SFF director: Chinese the best offer
She was elected to the Silver Fern Farms board on a promise to keep the co-operative New Zealandowned; now Fiona Hancox is touring the country persuading farmers why Chinese company Shanghai Maling’s offer should be accepted.
‘‘Hand on heart, I feel we’ve tried to see everything. We’ve gone through a really robust process work with Goldman Sachs to find people domestically and internationally.
‘‘It’s been a huge job and this is by far the best offer,’’ Hancox said.
‘‘We’ve unanimously agreed this is the best thing for SFF and the long term wealth of our shareholders. That’s why I was voted on the board and that’s what I’ve got to. I’ve got family too and this has got to work for me and the next generations.’’

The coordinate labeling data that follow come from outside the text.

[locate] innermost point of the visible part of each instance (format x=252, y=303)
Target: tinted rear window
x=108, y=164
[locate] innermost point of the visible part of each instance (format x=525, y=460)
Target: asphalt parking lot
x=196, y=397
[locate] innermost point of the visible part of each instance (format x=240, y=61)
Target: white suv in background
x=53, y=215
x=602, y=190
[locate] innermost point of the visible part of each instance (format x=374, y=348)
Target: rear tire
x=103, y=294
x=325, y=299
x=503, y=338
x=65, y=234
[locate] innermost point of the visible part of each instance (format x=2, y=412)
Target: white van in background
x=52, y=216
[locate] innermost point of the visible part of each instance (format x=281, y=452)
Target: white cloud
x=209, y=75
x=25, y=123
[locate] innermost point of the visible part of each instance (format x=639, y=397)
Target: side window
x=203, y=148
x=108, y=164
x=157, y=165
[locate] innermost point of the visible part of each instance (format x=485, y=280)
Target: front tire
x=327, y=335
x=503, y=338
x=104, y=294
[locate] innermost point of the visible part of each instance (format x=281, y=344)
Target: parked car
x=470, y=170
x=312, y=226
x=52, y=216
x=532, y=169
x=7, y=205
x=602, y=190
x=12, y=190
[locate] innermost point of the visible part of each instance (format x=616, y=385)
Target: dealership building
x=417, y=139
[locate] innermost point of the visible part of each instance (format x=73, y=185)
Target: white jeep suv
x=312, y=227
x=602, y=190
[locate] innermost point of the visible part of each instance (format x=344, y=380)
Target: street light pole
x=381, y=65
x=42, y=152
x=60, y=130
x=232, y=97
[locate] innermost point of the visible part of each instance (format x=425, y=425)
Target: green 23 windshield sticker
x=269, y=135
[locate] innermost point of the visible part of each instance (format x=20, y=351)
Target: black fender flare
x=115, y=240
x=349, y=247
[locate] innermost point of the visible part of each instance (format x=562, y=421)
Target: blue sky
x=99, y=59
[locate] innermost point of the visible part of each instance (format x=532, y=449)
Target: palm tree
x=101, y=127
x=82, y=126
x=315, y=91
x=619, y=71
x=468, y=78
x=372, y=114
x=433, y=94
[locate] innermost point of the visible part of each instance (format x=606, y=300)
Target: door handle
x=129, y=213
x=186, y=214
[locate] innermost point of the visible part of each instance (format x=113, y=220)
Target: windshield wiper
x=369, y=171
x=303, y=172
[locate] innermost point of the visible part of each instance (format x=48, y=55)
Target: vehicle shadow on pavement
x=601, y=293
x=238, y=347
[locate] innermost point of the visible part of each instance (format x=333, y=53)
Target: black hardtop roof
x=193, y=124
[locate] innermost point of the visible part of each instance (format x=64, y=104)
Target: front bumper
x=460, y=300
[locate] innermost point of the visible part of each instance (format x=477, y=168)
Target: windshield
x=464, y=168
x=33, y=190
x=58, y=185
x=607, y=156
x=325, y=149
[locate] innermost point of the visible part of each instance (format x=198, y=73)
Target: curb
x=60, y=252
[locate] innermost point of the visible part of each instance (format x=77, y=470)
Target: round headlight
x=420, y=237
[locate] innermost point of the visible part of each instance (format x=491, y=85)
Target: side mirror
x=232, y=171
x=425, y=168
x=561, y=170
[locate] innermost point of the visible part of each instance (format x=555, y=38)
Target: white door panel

Shanghai Maling has offered to inject $261 million into SFF, in a deal that will see the Chinese company share ownership with farmers.
Shareholders vote on the deal on October 16.
Back in December 2014, Hancox said in the run-up to the SFF elections that farmers ought to ‘‘fight for control of their coop’’.
‘‘Foreign ownership would revert farmers back to being price takers,’’ the West Otago farmer said.
In expressing these sentiments, Hancox was endorsed by ginger group Meat in Excellence (MIE), which is adamant SFF should remain in New Zealand ownership.
At the time she proposed that SFF and the other major meat processing co-op Alliance Group should merge, controlling between 70-80 per cent of the red meat sector.
Former MIE chairman John McCarthy sympathises with Hancox’s situation. She is ‘‘between a rock and a hard place’’ because she has conflicting duties: a fiduciary one and a responsibility to those who voted her in.
He said the fiduciary duty was to prevent SFF from going into liquidation, which will happen as soon as the banking consortium propping the company up – consisting of HSBC, CBA, Westpac and Rabobank – calls time on their contracts.
‘‘The directors have a fiduciary responsibility ahead of that of their reform platform,’’ McCarthy said.
He said at some stage the MIEendorsed candidates would have to ask themselves if they were ‘‘conscience-bound to pull the pin’’ on their directorships.
Hancox has not made up her mind about her future on either remaining on the co-op or trying for the new SFF-Shanghai Maling board.
Meantime, Otago farmer Allan Richardson, who has led a group of SFF shareholders to force a special meeting to debate a merger with Alliance, said farmers should look past the short term gains.
The special meeting will also take place on October 16, after a resolution to accept the Shanghai Maling deal. The SFF board is recommending shareholders reject the resolution to debate a merger.
Richardson said shareholders have been presented with only one option, and that the deal would be used as a launching pad to significantly reduce Alliance’s shareholding.
Former National MP and Alliance shareholder Jeff Grant foresaw two scenarios.
Alliance might benefit in the short term because farmers with strong co-op sentiment might become suppliers to Alliance.
‘‘But if the investment is approved, you will have a very strong company competing in the same market without any debt. I tend to think it could be a large risk for Alliance,’’ he said.
Grant said that in a short term tactical ploy SFF may pay a premium to farmers but ‘‘why would the new SFF in the future pay a larger premium than anyone else to see the same product on the market? In the end everyone comes back to where the market value is’’.
NZ First Primary Industries spokesman Richard Prosser said the MIE’s Newco proposal would give SFF and the rest of the cooperative meat processing industry the additional capital needed so they remain 100 per cent owned by its New Zealand farmer shareholders.
He feared New Zealand would go back to being a simple supplier of bulk commodities with unprocessed carcases being shipped to China as they were once shipped to Britain.
SFF CEO Dean Hamilton said the company would have held more than 20 meetings before the October 16 vote. The mood at the ones held so far had been positive, with large attendances and relevant questions.
Opponents of the deal showed a lack of understanding of processing and marketing.
A significant amount of meat was already processed in China into products like hamburger patties, but the high value-added products were processed in New Zealand and would continue to be so.
‘‘The Chinese don’t have a lot of confidence in their own supply chain, and Chinese-processed products don’t have value,’’ Hamilton said.
Asked if the Chinese would in the future import carcases and process high value cuts in China with a Silver Ferns label on them, Hamilton said they could not legally pass them off as being a product of New Zealand.